Documentary Description


This four-episode documentary shows how international relations in the 21st century are  being a reprisal of the Interwars period 90 years ago:

"Britain, like other victorious powers, was determined to disarm, especially now that no conceivable enemy existed. The army was the first to be emasculated. To justify the cuts, the government adopted the 'Ten Year Rule'  - an assumption for the purposes of military planning that peace would last ten years.
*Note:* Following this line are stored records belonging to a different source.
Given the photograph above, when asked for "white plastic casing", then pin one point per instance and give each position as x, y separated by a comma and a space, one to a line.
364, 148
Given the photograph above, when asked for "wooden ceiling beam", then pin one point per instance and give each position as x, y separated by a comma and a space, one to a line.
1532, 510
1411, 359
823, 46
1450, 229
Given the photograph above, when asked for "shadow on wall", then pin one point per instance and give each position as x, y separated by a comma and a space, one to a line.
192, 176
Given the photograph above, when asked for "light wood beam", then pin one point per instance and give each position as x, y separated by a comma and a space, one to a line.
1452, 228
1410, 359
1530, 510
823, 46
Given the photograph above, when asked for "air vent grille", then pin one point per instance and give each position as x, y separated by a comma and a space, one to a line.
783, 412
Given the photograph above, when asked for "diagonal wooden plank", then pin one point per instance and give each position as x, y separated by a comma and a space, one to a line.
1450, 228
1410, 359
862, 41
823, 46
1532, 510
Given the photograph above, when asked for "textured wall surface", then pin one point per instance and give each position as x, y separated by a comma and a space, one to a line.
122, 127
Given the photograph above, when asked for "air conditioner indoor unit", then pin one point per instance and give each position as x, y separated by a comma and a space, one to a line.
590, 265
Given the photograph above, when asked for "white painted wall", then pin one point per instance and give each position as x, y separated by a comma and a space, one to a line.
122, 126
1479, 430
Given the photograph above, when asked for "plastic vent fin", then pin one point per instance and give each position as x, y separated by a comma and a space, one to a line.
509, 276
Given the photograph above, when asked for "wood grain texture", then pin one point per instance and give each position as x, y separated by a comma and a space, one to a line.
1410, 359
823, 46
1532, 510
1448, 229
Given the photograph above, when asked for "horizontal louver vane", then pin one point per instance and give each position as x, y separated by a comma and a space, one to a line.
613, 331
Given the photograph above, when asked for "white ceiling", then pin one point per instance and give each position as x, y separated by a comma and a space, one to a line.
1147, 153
The navy - guardian of the imperial sea lanes - was drastically diminished. By the start of the 1930s, Britain was a weaker naval power in relation to her rivals than she had been since the 17th century when her fleet had been defeated by the Dutch, Britain's most modern service, the Air Force, was all but grounded. When the war ended, the Royal Air Force was the largest air force in the world and the only independent air force in existence. lt had 22,000 aircraft on charge, 1,600 of them in actual action on the Western Front. And then, dramatically, in two years, it had reduced from 22,000 on charge to only 120 serviceable aircraft in the whole of the Royal Air Force. Tremendous drop. And aircrafts were being scrapped, chopped up, burned in every direction. You could buy an SE-5 fighter for five pounds and a 504 trainer for joy riding for ten. Weakened by disarmament, the British put their trust in the League of Nations, set up in Geneva, the League was to settle disputes by arbitration and in the last resort would fall back on 'collective security'. ln extreme cases, this meant joint military action by member nations. Britain's immediate concern was the preservation of its vulnerable Empire. By the 1930s, she was scarcely strong enough to protect even the British lsles against a threat from Europe, and that was only a first commitment."